For the first time, Apple has issued a new human rights policy that includes a commitment to freedom of information and expression as human rights. This policy is directly linked to this campaign!
In February 2020, at Apple’s last shareholder meeting, over 40% of the company’s investors voted to support our resolution proposing Apple report annually on its policies on freedom of expression and access to information, as well as be more transparent in how it responds to requests from governments such as China to restrict certain apps.
The new human rights policy meets the first part of the resolution by publicly committing to respect freedom of information and expression as human rights but it does not go far enough in outlining the implementation of the company’s commitment and we will be continuing for Apple to do more to uphold the freedom rights of Tibetans, Uyghurs, Hongkongers, Chinese people and Southern Mongolians.
Apple has long been seen as a leader in the provision of access to the internet and as a champion of privacy and security, stating “Privacy is a fundamental human right.”
In reality, Apple enables the Chinese government’s surveillance and censorship of citizens, as well as denying people living under China’s rule access to a free and open internet.
At the request of the government of China, Apple has removed 1,000+ “virtual private networks” (VPNs) from the App Store in China, in addition to news media apps like The New York Times and Quartz.
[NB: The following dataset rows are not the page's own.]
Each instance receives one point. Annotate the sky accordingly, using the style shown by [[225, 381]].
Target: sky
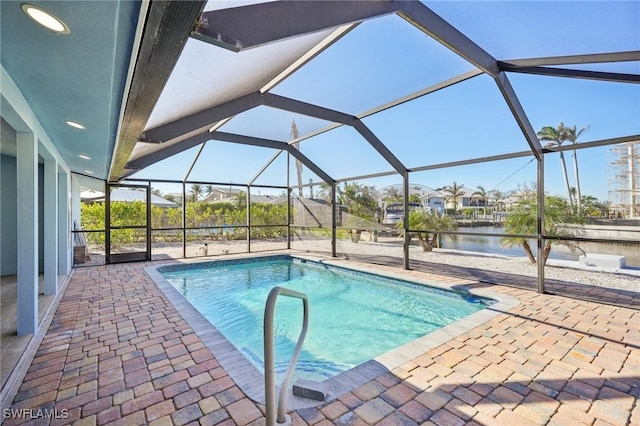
[[386, 58]]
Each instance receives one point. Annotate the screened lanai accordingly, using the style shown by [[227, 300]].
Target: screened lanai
[[318, 124], [475, 146]]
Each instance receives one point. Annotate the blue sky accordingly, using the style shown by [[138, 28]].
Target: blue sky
[[386, 58]]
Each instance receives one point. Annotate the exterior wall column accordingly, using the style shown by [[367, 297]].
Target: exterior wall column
[[27, 198], [64, 232], [50, 227]]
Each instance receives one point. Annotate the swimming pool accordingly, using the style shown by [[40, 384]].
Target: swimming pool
[[354, 316]]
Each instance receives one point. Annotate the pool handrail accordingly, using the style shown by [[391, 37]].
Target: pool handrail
[[269, 364]]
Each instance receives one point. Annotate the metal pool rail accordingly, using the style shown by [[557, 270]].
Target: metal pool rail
[[269, 368]]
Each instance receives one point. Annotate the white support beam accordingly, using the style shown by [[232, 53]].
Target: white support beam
[[518, 113], [50, 227], [612, 77], [592, 58], [446, 34], [245, 27], [27, 173]]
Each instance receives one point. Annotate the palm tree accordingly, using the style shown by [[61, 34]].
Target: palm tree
[[482, 195], [430, 223], [572, 136], [558, 222], [454, 192], [556, 136]]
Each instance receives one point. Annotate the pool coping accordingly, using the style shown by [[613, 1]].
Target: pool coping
[[251, 381]]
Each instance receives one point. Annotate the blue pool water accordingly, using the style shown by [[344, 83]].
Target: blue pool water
[[353, 316]]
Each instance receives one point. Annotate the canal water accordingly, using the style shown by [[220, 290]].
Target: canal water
[[485, 244]]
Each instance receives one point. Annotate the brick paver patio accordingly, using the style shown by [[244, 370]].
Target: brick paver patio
[[117, 352]]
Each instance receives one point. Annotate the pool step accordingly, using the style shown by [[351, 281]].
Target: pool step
[[310, 389]]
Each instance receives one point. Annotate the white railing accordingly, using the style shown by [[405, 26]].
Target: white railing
[[269, 364]]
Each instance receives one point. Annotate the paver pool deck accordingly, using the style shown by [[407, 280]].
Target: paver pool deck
[[117, 352]]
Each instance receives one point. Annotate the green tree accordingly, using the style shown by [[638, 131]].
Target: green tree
[[452, 193], [428, 225], [556, 136], [559, 221], [572, 135]]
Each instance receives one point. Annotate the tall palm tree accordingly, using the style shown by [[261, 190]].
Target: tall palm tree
[[572, 135], [556, 136], [454, 192], [482, 195]]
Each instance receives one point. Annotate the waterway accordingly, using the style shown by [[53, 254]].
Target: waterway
[[484, 244]]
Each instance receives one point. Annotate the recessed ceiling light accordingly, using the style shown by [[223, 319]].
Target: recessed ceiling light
[[46, 19], [74, 124]]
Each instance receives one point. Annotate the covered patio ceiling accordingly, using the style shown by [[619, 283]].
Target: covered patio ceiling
[[238, 60]]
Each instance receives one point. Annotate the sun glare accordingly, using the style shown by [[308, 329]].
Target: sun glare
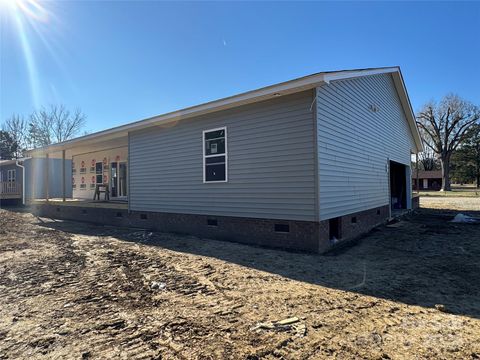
[[27, 18], [31, 9]]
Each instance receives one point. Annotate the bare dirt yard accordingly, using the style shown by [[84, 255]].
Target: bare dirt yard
[[77, 291]]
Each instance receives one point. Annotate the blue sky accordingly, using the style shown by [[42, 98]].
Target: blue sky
[[124, 61]]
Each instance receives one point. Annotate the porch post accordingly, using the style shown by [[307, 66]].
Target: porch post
[[46, 176], [416, 168], [63, 176]]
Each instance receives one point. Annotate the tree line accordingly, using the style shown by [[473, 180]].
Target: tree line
[[450, 131], [42, 127]]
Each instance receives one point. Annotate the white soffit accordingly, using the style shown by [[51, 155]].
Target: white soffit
[[269, 92]]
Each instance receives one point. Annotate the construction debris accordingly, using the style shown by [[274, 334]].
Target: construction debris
[[287, 324], [462, 218]]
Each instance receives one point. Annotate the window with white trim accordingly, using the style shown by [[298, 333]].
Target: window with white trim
[[215, 157], [11, 175], [99, 173]]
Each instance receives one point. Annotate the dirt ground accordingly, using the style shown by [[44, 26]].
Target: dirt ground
[[77, 291]]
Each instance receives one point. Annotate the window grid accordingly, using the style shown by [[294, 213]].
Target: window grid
[[224, 154]]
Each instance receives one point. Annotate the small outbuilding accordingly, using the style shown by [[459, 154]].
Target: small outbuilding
[[302, 164], [37, 175]]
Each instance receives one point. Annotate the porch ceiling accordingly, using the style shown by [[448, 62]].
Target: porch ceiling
[[87, 147]]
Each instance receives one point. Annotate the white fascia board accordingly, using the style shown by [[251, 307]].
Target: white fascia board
[[343, 75], [305, 83], [401, 90], [269, 92]]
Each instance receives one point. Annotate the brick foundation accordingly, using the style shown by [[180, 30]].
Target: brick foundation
[[286, 234]]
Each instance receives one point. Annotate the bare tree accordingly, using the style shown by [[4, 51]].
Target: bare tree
[[444, 126], [17, 128], [428, 160], [55, 124]]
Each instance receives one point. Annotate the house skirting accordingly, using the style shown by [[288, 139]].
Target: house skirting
[[307, 236]]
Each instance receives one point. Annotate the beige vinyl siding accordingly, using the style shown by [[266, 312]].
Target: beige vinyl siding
[[271, 166], [355, 143]]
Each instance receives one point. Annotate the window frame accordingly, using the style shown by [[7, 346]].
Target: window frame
[[99, 174], [12, 178], [214, 155]]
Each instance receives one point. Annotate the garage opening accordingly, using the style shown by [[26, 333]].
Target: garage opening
[[398, 186], [335, 229]]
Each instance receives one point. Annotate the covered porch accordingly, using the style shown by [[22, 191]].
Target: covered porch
[[83, 203], [87, 166]]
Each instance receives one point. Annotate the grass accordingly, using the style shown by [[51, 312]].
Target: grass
[[457, 191]]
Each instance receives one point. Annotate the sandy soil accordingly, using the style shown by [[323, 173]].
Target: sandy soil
[[71, 290]]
VPNs not only allow access to information but they provide critical, safe communication channels for Tibetans, Uyghurs, and Chinese dissidents and human rights defenders working to secure basic rights and freedoms.
In October 2019, Apple removed HKmap.live; a crowdsourcing app being used by Hong Kong residents, journalists, and tourists to see where protests and police build-up are happening to allow areas to be avoided and to stay safe.
China is engaged in escalating attacks on human rights across all areas under its rule; backing the violent repression Hong Kong democracy protests, detaining at least one million Uyghur muslims in East Turkestan, inflicting widespread human rights violations in occupied Tibet, and arresting people in China who speak out about the government’s handling of the coronavirus crisis.
As consumers, concerned citizens, and members of communities in the direct line of fire, we demand Apple drop China’s censorship act and commit to upholding human dignity and political freedom.